In January 1947 Staudinger was amongst the signatories of a declaration by former Social Democratic Reichstag members that was printed in Time and in the Neue Volkszeitung, the leading German-language newspaper in the United States. This declaration argued against mass expulsions, dismantlement of German industry and an occupation of Germany, and demanded a peace treaty, with reference to the Atlantic Charter.

After the Second World War, Staudinger became an important link between the United States and Germany in the academic world.
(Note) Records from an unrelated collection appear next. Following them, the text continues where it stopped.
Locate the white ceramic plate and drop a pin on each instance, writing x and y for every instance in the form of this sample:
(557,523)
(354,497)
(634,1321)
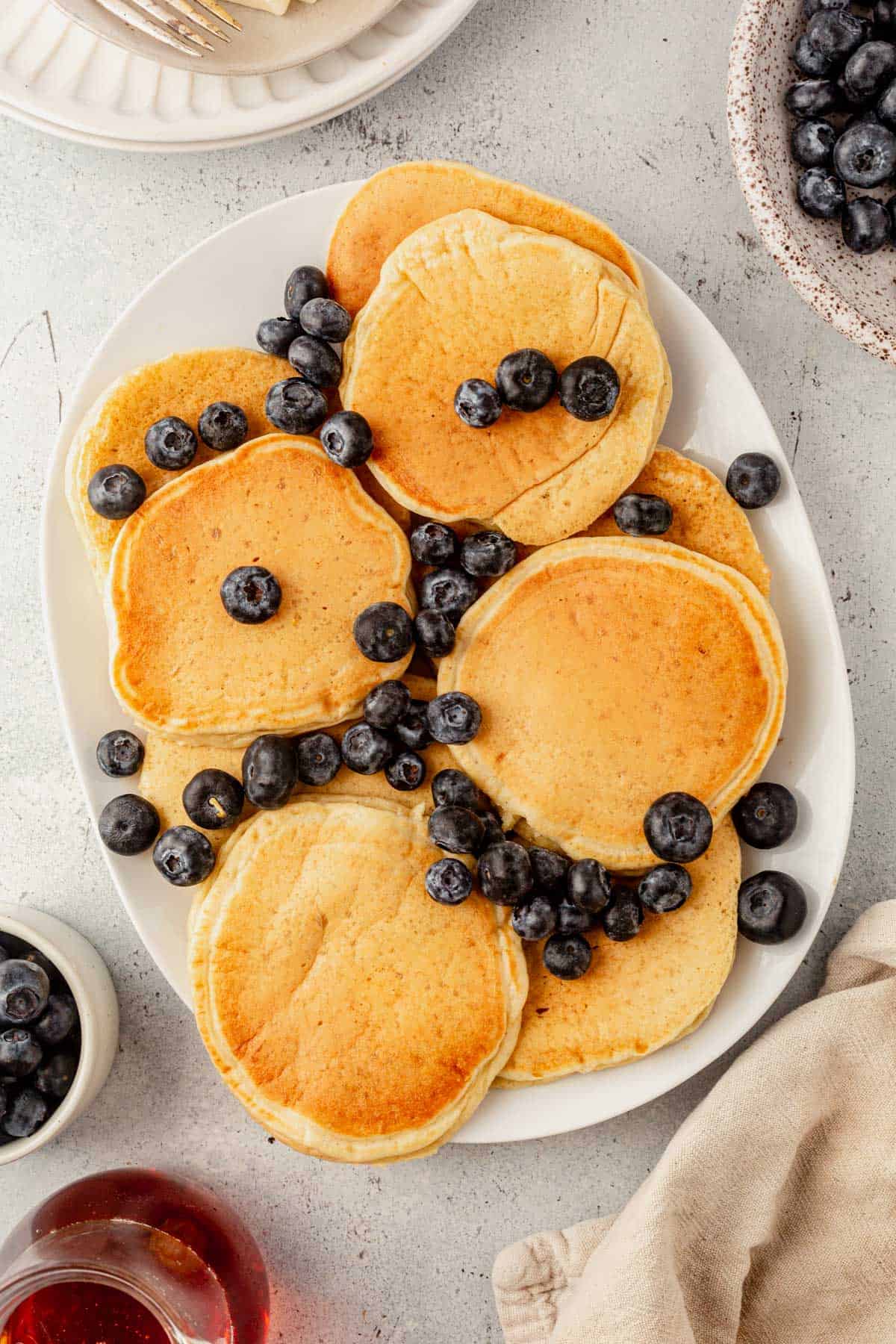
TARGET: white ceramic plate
(715,414)
(65,81)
On his initiative, on the occasion of Theodor Heuss' visit to the United States in the early 1960s, the Theodor Heuss Chair was created at the New School for Social Research. This was to give young social scientists the opportunity to teach in New York for one year. After 1959, Staudinger worked as editor of the political science journal Social Research.

After his retirement, along with his wife Else Staudinger he donated the endowment for a professorial chair at the New School for Social Research in 1965. After Else died, he married Elisabeth Todd in 1967.

== Honours ==
In 1959 Theodor Heuss awarded honours to German emigrants in New York on the occasion of his 75th birthday. In this context Hans Staudinger received the Großes Verdienstkreuz (Great Cross of Merit), as did his wife Else and Hans Simons and Arnold Brecht, two of his colleagues at the New School. On 16 August 1969 the Federal Republic of Germany honoured him again, this time with the Großes Verdienstkreuz mit Stern (Great Cross of Merit with star). This award of an even higher honour was justified by Staudinger's continuing achievements in furthering American understanding of Germany.

The Großkrotzenburg Staudinger Power Station is also named after him.